Edmonton is a city with many "faces" , it's the capital of Alberta and the oil capital of Canada; it's celebrated as the "Festival City"; it's home to the largest mall in North America and home to the National Hockey League's Oilers. But, as the most northerly city in North America that we presently cover (and, with no immediate plans to snowshoe up to Anchorage, sorry Alaskans), we believe this city's unique climate characteristics are worthy of some online ink.
Those venturing to Edmonton for the first time may assume its location 320 miles north of the Montana border brings frigid cold during December, January and February. Surprisingly, winter's bite is tempered by warm Chinook winds breezing over the Canadian Rocky Mountains, as frequently as 30 days each winter season. Amazingly, Chinooks can raise temperatures 30-40 degrees Fahrenheit. True, Edmonton does get cold, January's average high is 18F. However, locals will happily stay put citing harsher conditions in American cities like Minneapolis and Madison.

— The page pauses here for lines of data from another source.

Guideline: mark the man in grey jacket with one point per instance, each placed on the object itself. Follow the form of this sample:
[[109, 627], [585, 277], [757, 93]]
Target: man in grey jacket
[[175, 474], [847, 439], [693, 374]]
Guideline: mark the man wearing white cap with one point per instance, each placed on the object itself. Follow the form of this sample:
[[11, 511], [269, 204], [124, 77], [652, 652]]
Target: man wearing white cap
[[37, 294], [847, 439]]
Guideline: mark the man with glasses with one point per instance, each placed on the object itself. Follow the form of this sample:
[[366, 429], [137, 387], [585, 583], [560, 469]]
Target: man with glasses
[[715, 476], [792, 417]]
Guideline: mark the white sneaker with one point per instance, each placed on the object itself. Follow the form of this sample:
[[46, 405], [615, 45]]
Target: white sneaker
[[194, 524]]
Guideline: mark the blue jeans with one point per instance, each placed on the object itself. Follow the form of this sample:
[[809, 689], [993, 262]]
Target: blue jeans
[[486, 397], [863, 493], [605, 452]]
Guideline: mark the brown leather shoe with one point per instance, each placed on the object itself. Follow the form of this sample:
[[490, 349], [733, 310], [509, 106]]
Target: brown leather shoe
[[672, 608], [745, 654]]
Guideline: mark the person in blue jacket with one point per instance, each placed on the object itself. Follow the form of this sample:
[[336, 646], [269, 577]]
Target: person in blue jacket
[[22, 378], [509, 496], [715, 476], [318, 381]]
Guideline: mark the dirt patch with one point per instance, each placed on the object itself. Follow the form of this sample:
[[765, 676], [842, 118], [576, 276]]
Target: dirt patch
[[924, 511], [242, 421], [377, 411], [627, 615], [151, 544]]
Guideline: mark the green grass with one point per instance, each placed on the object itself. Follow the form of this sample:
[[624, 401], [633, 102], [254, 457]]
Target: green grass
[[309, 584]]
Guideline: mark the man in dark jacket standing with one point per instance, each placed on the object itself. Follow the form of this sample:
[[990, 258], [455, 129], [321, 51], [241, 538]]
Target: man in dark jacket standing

In addition to Edmonton's unique Chinook winds, its long summer days are another unique climate characteristic , and one that's perfect for athletic-minded travelers. Imagine living and training in a city with 17 hours of daylight! Dusk doesn't settle in until 11 p.m. during June, affording locals and visitors a well lit path for a 1-hour jog two strokes before midnight. July and August bring somewhat shorter days, but outdoor workouts are not shrouded in darkness till 10 p.m. And for those who prefer a morning sweat you can roll out of bed before 5 a.m. and "see the light", and, maybe a few people mowing their lawns.